Some recruiters have talked about lowering fees and even free placements. I am not convinced. Look, do what you must, but maybe different payment terms is a better idea, where you get your fee upfront, but the client pays in five instalments. This might be attractive to a hesitant client. That very product is being offered in Australia and New Zealand now.

4. Now is the candidate hour!

I know you don’t need candidates now. But they need you!

  • Call candidates, whose options have dried up overnight, to reassure them they will not be forgotten when things recover.
  • Offer candidates a free, no-obligation, resume review, career planning or salary benchmarking chat. You are at home; they are at home. Why not?
  • Call every person on your ATS, that you have met or spoken with, and reconnect. Maybe start with the simple question, “Are you OK?”
  • Offer your candidates help to use any downtime to improve and work on their online brand. Writing content, tidying up profiles.

5. Goodwill equity.

Everyone is scared, and many have lost jobs. Be generous. Not only out of pure humanity, but trust me, people will remember those recruiters who reached out when the chips were down.

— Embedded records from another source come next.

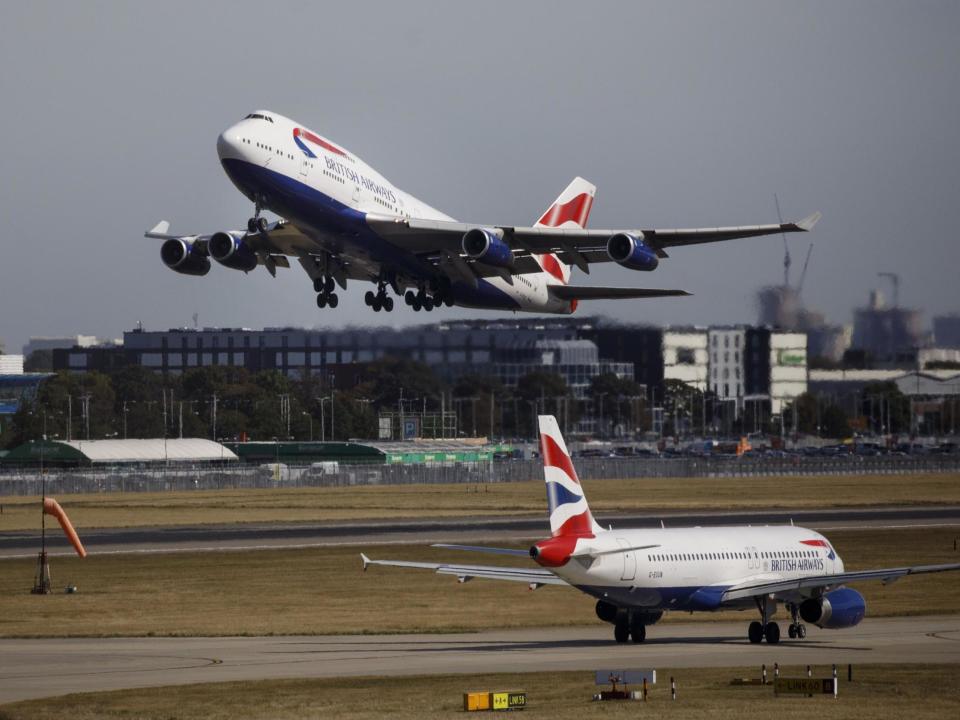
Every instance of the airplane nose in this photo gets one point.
(228, 143)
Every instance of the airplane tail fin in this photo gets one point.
(570, 209)
(567, 503)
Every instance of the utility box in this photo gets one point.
(476, 701)
(494, 701)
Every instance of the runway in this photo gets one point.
(43, 668)
(257, 536)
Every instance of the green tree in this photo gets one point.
(885, 408)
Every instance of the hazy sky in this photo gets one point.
(683, 114)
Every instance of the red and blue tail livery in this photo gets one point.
(569, 512)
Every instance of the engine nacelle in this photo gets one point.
(631, 252)
(184, 257)
(231, 251)
(488, 247)
(553, 552)
(836, 609)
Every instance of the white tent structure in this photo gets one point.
(151, 450)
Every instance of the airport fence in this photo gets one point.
(207, 477)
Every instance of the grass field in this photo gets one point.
(914, 691)
(324, 591)
(498, 499)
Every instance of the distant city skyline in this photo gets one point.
(683, 114)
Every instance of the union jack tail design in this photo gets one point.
(571, 209)
(569, 512)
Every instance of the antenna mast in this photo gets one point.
(786, 247)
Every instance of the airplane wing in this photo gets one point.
(574, 246)
(887, 575)
(583, 292)
(534, 577)
(271, 245)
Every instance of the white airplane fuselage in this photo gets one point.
(690, 568)
(327, 193)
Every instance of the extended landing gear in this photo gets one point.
(422, 300)
(257, 223)
(324, 287)
(765, 628)
(379, 300)
(797, 629)
(629, 627)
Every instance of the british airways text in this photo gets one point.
(354, 176)
(794, 565)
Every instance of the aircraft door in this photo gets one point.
(629, 561)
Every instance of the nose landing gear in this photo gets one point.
(257, 223)
(379, 300)
(766, 628)
(797, 629)
(324, 287)
(422, 300)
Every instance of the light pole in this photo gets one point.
(323, 430)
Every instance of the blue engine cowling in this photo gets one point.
(487, 247)
(631, 252)
(184, 257)
(231, 251)
(836, 609)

  • Whenever you talk or email, whoever you talk to – spread calm. Be the voice of hope. “This too shall pass”.
  • Invite someone to a ‘virtual lunch‘. You and your sandwich, them with theirs. Skype or similar. Add wine if appropriate ?
  • Share ideas. Be visible.
  • Return messages. Try to help. At least offer a supportive word.

6. Brengagement

The summary of all my tips regarding outgoing candidate and client contact can be summed up with my hybrid word ‘Brengagement’. Build your brand by useful and generous engagement. Even if the rewards are not there for now.

7. Tidy shit up

You know how you were always too busy to do that thing? Do it now.

  • Invest in client and candidate research, ATS data cleansing, online learning.
  • Prepare marketing ideas for the recovery.
  • Write 10 blogs.
  • Fix up and maximise your social footprint.(LinkedIn profile etc)
  • Update files and clean out your drawers.
  • Improve your systems and processes.
  • Get that long-promised training material finished.
  • Clean up the CRM and your blog subscriber lists.
  • Check you are on top of all compliance in all areas.
  • You will have better ideas than this, but there is much we can do.

All these ideas are just the beginning. They are just my half-baked ideas from my desk on a Sunday afternoon. You can do better and be more targeted to your business and your market.

However, staying productive will be critical for business success, taking advantage of an eventual recovery, and your sanity right now.

Please join in and share your ideas in the comments below.

Above all, be kind. Do the generous thing.